I know I haven't posted about my Christmas yet but my funky awful mood that I am currently in precludes that.
I feel crappy. And anxious. And....listless? Fat? Bored? I dont know.
I want a drink really really bad. I have already gone through the house and checked all the baking extracts and mouthwash. No luck. And no, I haven't even considered the hand sanitizer. The thought gives me the shivvvvvvers.

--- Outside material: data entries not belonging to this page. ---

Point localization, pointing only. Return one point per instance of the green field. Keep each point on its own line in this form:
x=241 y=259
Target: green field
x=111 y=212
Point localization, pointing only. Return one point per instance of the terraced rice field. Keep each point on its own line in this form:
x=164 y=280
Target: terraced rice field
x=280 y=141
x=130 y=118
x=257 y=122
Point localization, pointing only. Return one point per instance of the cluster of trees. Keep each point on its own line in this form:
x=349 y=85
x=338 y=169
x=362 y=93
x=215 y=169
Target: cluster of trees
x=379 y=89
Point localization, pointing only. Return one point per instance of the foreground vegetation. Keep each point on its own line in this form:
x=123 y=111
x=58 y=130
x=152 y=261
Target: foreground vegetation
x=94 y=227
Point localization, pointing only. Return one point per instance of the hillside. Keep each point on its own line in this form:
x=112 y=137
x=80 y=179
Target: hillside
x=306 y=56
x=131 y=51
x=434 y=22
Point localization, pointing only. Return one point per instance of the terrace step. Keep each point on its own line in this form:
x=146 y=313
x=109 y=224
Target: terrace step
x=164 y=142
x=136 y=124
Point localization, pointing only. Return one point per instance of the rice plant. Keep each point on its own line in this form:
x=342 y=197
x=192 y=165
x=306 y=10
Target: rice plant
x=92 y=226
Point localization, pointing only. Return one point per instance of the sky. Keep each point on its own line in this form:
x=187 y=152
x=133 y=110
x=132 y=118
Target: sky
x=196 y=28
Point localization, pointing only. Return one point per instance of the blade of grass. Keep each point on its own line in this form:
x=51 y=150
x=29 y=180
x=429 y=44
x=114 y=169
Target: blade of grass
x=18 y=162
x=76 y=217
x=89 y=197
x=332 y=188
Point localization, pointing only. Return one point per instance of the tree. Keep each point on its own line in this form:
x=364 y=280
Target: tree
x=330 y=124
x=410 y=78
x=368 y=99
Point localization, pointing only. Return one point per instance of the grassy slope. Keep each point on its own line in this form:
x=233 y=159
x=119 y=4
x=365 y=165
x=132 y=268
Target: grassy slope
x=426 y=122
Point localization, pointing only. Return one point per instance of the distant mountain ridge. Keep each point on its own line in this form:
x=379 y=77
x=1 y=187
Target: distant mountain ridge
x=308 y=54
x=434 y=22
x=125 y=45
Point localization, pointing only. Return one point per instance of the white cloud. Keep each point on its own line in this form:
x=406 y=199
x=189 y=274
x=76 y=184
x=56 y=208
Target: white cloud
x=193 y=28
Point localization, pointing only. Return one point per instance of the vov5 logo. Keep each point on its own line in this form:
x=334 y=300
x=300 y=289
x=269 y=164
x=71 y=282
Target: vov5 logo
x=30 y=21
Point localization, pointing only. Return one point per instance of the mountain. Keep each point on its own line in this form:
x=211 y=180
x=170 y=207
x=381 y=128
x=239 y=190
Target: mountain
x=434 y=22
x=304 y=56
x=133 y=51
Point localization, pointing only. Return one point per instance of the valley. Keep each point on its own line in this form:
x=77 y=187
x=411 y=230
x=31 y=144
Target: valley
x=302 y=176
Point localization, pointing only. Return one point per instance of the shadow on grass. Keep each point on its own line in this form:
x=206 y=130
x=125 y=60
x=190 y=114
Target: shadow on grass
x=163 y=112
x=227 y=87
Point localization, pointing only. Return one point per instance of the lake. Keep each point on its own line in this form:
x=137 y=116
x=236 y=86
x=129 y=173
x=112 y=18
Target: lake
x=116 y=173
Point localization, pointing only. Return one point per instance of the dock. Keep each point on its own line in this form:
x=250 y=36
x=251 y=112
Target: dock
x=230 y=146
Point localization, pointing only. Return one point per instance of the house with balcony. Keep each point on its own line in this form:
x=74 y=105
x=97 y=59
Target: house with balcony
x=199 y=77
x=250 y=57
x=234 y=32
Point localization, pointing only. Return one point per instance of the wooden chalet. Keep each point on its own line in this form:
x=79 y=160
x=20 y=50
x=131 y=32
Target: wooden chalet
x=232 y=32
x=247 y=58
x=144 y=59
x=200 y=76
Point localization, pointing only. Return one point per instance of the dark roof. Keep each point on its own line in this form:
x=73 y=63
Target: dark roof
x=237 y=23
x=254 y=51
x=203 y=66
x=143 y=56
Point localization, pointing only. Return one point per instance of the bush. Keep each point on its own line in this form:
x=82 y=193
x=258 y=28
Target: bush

To be clear, I AM NOT AN ALOCOHOLIC (and I'm not in denial). My therapist agrees with me on this one. She believes I was misdiagnosed and mislabled and victimized by a DHS social worker on a power trip. I tend to agree.
My husband is vehemently anti-alcohol. Plus, I'm pretty sure he thinks I'm an alcoholic. My first clue was 3 years ago when he committed me to alcohol treatment. Said treatment lasted a whole 5 days because, as I said, I am not an alcoholic. We pretty much ran out of alcohol-related issues for me to address (duh I drank a total of 5 times in a two month period) so they discharged me to outpatient.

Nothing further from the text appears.